В мыслях — полнейший сумбур. Брутальный мужчина, стоящий передо мной за световой сеткой, из тех, на которых женщины вешаются пачками. За такими, как за каменной стеной. Будь он моим клиентом, и я бы не чувствовала трепета перед ним, близкого к страху, я бы сейчас, наверное, подумала, что мне повезло. Но он — не мой клиент. Он тот, кому мой клиент меня проиграл…

— Я могу кое о чём спросить вас? — робко спрашиваю я.

— Можешь.

— Будут какие-то датчики, да? Присоски…

При мысли об этом, мне вновь становится не по себе.

Давид усмехается:

— Нет. Подобные сенсоры — это прошлый век. Представь себе крем для массажа. Ароматный, но ты его даже чувствовать на себе не будешь. Он покрывает кожу тонким слоем, передаёт считывающим устройствам нужные сигналы. Всё остальное — просто секс.

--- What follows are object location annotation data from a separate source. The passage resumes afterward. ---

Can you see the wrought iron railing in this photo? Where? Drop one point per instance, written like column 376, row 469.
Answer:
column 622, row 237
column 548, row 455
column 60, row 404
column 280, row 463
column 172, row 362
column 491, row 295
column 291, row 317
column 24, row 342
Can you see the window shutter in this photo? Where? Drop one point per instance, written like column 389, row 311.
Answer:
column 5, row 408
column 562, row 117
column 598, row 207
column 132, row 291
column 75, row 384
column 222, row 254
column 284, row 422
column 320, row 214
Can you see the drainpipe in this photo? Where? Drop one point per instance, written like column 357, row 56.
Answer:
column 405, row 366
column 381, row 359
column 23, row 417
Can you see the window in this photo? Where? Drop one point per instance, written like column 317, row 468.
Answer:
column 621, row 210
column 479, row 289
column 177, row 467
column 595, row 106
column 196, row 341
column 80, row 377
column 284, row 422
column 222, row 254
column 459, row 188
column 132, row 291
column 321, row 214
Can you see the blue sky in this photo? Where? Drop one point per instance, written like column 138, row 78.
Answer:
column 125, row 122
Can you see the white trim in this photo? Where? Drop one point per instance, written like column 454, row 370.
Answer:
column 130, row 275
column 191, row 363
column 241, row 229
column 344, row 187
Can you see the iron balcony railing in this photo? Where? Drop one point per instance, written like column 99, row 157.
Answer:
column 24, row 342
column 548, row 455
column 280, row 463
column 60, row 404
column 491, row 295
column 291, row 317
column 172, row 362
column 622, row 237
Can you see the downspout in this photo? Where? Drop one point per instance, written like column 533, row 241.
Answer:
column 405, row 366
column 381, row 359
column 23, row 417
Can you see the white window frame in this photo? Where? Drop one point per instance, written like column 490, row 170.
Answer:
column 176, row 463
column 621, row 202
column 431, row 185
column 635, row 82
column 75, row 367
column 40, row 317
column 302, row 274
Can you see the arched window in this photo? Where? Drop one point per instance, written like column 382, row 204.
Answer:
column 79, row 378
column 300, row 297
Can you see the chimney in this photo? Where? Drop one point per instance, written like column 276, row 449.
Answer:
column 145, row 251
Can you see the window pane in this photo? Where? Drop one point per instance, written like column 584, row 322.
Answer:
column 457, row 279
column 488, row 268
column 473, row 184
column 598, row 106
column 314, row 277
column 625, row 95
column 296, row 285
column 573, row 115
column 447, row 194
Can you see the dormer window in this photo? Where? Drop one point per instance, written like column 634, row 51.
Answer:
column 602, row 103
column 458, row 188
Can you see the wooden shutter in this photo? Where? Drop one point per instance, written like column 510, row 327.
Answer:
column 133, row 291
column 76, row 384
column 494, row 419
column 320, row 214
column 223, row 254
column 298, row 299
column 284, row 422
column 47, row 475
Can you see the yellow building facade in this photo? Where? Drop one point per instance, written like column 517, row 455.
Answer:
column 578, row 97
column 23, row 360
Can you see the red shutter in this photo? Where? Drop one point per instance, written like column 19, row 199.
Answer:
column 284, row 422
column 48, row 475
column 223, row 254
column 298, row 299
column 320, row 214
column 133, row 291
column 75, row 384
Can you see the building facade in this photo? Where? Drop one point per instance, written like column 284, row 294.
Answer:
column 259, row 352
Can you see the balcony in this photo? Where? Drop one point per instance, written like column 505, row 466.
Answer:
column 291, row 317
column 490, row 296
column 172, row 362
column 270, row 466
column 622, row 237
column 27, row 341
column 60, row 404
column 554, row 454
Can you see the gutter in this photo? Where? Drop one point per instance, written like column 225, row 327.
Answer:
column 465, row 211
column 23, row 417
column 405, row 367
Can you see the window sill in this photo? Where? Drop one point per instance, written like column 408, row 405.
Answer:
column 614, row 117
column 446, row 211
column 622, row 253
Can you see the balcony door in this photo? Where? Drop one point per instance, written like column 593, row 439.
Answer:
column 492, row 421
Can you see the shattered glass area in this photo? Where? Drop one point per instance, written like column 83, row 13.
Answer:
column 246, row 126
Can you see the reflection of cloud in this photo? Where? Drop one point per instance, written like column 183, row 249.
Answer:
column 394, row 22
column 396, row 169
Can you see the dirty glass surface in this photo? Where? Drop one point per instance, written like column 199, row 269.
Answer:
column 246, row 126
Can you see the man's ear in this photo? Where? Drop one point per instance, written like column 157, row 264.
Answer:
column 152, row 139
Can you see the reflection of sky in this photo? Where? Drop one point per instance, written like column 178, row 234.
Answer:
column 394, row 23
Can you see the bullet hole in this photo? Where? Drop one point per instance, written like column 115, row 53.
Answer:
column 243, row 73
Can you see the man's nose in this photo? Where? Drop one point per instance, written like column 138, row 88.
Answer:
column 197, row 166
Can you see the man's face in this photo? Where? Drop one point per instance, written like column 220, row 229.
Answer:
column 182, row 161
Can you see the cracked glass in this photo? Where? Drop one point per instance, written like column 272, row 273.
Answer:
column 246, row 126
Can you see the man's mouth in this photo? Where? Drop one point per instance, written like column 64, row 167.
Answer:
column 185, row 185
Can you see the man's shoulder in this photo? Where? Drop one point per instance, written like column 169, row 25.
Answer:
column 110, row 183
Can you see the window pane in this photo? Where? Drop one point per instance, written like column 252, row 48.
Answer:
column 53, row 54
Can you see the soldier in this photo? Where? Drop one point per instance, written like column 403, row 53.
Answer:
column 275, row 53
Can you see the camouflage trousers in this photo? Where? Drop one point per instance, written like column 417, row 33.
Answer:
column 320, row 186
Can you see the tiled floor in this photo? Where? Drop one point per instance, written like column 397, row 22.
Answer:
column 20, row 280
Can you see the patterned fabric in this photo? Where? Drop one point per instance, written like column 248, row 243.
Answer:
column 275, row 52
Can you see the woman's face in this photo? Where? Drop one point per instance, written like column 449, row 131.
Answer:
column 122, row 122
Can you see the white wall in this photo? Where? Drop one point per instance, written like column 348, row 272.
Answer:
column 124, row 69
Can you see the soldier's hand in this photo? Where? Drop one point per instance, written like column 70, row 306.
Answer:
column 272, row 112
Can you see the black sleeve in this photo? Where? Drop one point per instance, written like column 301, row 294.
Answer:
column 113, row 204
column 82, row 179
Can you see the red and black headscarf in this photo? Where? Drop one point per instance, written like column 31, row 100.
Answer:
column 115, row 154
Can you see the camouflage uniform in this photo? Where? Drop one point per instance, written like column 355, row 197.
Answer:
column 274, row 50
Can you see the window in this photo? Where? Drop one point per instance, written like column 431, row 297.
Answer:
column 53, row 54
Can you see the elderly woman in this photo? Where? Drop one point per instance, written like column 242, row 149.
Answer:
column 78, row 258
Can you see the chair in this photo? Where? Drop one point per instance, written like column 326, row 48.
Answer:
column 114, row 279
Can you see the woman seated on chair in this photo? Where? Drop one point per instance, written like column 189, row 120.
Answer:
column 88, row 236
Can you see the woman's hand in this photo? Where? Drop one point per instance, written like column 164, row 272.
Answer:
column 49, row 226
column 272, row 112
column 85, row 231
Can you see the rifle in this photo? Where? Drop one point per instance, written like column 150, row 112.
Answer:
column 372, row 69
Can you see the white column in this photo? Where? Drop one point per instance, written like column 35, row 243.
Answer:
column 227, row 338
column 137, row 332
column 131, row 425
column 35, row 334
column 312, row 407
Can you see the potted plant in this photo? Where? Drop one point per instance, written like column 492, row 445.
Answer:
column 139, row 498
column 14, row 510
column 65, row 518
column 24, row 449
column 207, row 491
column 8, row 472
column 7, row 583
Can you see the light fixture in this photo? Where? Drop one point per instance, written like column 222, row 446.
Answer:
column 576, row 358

Взгляд, его чуть теплеет, а тембр голоса постепенно становится другим, каким-то бархатисто-ласкающим, с едва слышными хрипловатыми нотками.

— Я очень хочу видеть тебя кончающей. Причём кончающей так, как ты не кончала ещё никогда. И не столько из-за работы. Пока что плохо понимаю, почему так на тебя реагирую. Поэтому стараюсь дистанцироваться. Но я перестану это делать тогда, когда мы начнём.